Martapura,marakyat.co.id Pemerintah Provinsi Kalimantan Selatan melalui Dinas Pekerjaan Umum dan Penataan Ruang (PUPR) Kalsel.
Turut ambil bagian dalam mendukung rencana pembangunan Jembatan Barito Dua di Kabupaten Barito Kuala yang digagas Kementerian Pekerjaan Umum.
Kepala Dinas PUPR Kalsel, M. Yasin Toyib, melalui Kepala Bidang Bina Marga, Robby Cahyadi, menyampaikan bahwa peran Pemprov Kalsel difokuskan pada dukungan teknis, khususnya dalam penyusunan dan peninjauan Detail Engineering Design (DED).
“Untuk rencana duplikasi Jembatan Barito yang diinisiasi Kementerian PU, Dinas PUPR Provinsi Kalimantan Selatan terlibat dalam pelaksanaan detail engineering design. Perencanaan DED ini sudah beberapa kali kita anggarkan dan laksanakan,” kata Robby.
Ia menjelaskan, dalam proses perencanaan sempat terjadi sejumlah perubahan lokasi.
Namun, berdasarkan kebijakan terbaru dan arahan pimpinan Kementerian PU, rencana pembangunan kini diarahkan pada duplikasi jembatan di sekitar lokasi Jembatan Barito yang sudah ada.

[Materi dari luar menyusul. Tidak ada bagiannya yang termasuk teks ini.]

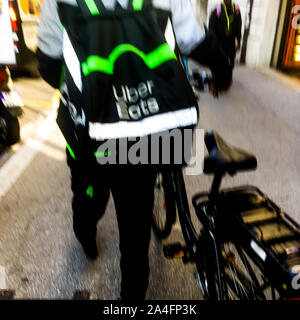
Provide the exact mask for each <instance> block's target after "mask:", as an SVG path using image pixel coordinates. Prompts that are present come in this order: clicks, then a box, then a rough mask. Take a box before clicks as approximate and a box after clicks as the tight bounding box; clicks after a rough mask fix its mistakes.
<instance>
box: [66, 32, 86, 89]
mask: <svg viewBox="0 0 300 320" xmlns="http://www.w3.org/2000/svg"><path fill="white" fill-rule="evenodd" d="M63 55H64V59H65V62H66V66H67V68H68V70H69V72H70V74H71V76H72V78H73V81H74V83H75V85H76V87H77V88H78V89H79V91H80V92H81V91H82V80H81V66H80V62H79V60H78V58H77V55H76V53H75V50H74V48H73V46H72V43H71V41H70V39H69V36H68V33H67V32H66V30H64V33H63Z"/></svg>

Sejalan dengan hal tersebut, pada tahun anggaran 2026 Pemprov Kalsel akan kembali memberikan dukungan berupa review desain teknik yang telah dianggarkan.

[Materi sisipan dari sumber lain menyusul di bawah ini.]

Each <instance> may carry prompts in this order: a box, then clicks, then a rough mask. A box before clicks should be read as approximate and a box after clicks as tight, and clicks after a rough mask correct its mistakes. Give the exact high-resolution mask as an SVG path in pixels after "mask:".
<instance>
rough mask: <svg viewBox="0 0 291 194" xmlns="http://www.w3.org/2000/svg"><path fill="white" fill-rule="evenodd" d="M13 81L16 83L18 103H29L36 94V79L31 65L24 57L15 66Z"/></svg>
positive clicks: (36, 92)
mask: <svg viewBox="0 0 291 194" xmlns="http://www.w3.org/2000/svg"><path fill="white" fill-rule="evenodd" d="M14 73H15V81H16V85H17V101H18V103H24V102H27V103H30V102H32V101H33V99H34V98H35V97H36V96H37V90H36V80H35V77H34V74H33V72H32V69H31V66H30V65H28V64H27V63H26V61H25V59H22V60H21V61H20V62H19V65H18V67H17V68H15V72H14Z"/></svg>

Langkah ini dilakukan untuk memastikan perencanaan proyek benar-benar matang sebelum memasuki tahapan berikutnya.
“Dukungan ini merupakan bentuk sinergi agar perencanaan yang disusun memiliki kualitas teknis yang optimal,” jelasnya.

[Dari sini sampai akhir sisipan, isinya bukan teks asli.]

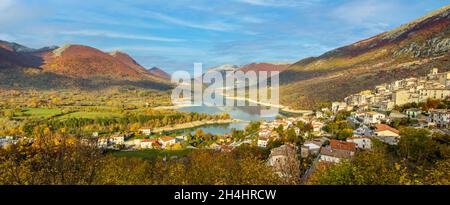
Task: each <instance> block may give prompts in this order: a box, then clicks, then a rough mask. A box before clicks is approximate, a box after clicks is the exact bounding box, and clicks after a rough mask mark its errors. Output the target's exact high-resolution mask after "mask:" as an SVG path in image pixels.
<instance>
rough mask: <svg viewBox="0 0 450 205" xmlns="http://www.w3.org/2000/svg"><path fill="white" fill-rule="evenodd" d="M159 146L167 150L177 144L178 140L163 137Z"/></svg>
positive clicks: (171, 138) (159, 139) (159, 140)
mask: <svg viewBox="0 0 450 205" xmlns="http://www.w3.org/2000/svg"><path fill="white" fill-rule="evenodd" d="M158 142H159V144H161V147H162V148H163V149H166V148H168V147H170V146H172V145H174V144H175V143H176V139H175V138H173V137H161V138H159V140H158Z"/></svg>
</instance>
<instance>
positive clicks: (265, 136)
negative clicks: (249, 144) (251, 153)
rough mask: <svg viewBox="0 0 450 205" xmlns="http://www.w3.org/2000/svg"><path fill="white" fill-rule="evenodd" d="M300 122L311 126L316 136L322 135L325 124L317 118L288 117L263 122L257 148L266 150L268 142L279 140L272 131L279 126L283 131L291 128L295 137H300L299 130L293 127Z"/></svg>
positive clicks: (258, 138)
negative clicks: (323, 127) (301, 122)
mask: <svg viewBox="0 0 450 205" xmlns="http://www.w3.org/2000/svg"><path fill="white" fill-rule="evenodd" d="M300 121H301V122H303V123H305V124H310V125H311V126H312V133H314V134H316V135H320V134H322V132H323V131H322V128H323V127H324V126H325V124H324V123H323V122H320V121H319V120H317V118H314V117H298V118H294V117H290V118H285V119H284V118H283V119H277V120H274V121H269V122H267V121H264V122H262V123H261V125H260V130H259V132H258V140H257V145H258V147H261V148H266V147H267V145H268V142H269V141H270V140H277V139H280V136H279V134H278V132H276V131H274V129H278V128H279V127H280V126H281V127H283V129H284V130H287V129H290V128H293V129H294V131H295V134H296V135H297V136H300V134H301V130H300V129H299V128H298V127H296V126H295V125H296V124H297V123H298V122H300ZM305 134H307V133H305ZM305 137H306V136H305Z"/></svg>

Robby berharap kolaborasi antara Pemprov Kalsel dan Kementerian PU, khususnya Balai Pelaksanaan Jalan Nasional (BPJN) Kalimantan Selatan, dapat semakin solid dalam mendorong pembangunan infrastruktur dan kelancaran mobilitas di wilayah Banua.
Terkait tahapan lanjutan, ia menyebutkan bahwa koordinasi awal akan melibatkan pemerintah kabupaten, terutama Pemerintah Kabupaten Barito Kuala. Tahapan awal akan difokuskan pada kegiatan monitoring, evaluasi, serta survei kelayakan lokasi.
“Kita akan menentukan titik pasti duplikasi Jembatan Barito Dua ini, apakah di sisi kiri atau kanan jembatan eksisting. Penentuan tersebut akan berdasarkan arahan dan kajian konsultan pelaksana DED,” ungkap Robby.
Selain aspek teknis, kesesuaian tata ruang dan ketersediaan lahan juga menjadi perhatian utama. Konsultan DED nantinya akan berkoordinasi dengan pemerintah daerah setempat guna memastikan rencana pembangunan tidak bertentangan dengan rencana tata ruang wilayah.
“Mudah-mudahan tidak ada kendala berarti, sehingga pembangunan Jembatan Barito Dua dapat berjalan lancar dan memberikan manfaat besar bagi konektivitas antarwilayah,” harapnya.
Di sisi lain, pada tahun 2026 Dinas PUPR Provinsi Kalimantan Selatan juga tengah mengerjakan sejumlah proyek strategis lainnya.
Seperti pembangunan Jembatan Pulau Laut, Jalan Lintas Tengah Pulau Laut, Jalan Lintas Banjarbaru–Batulicin, serta berbagai proyek jalan dan jembatan lainnya di wilayah Kalimantan Selatan.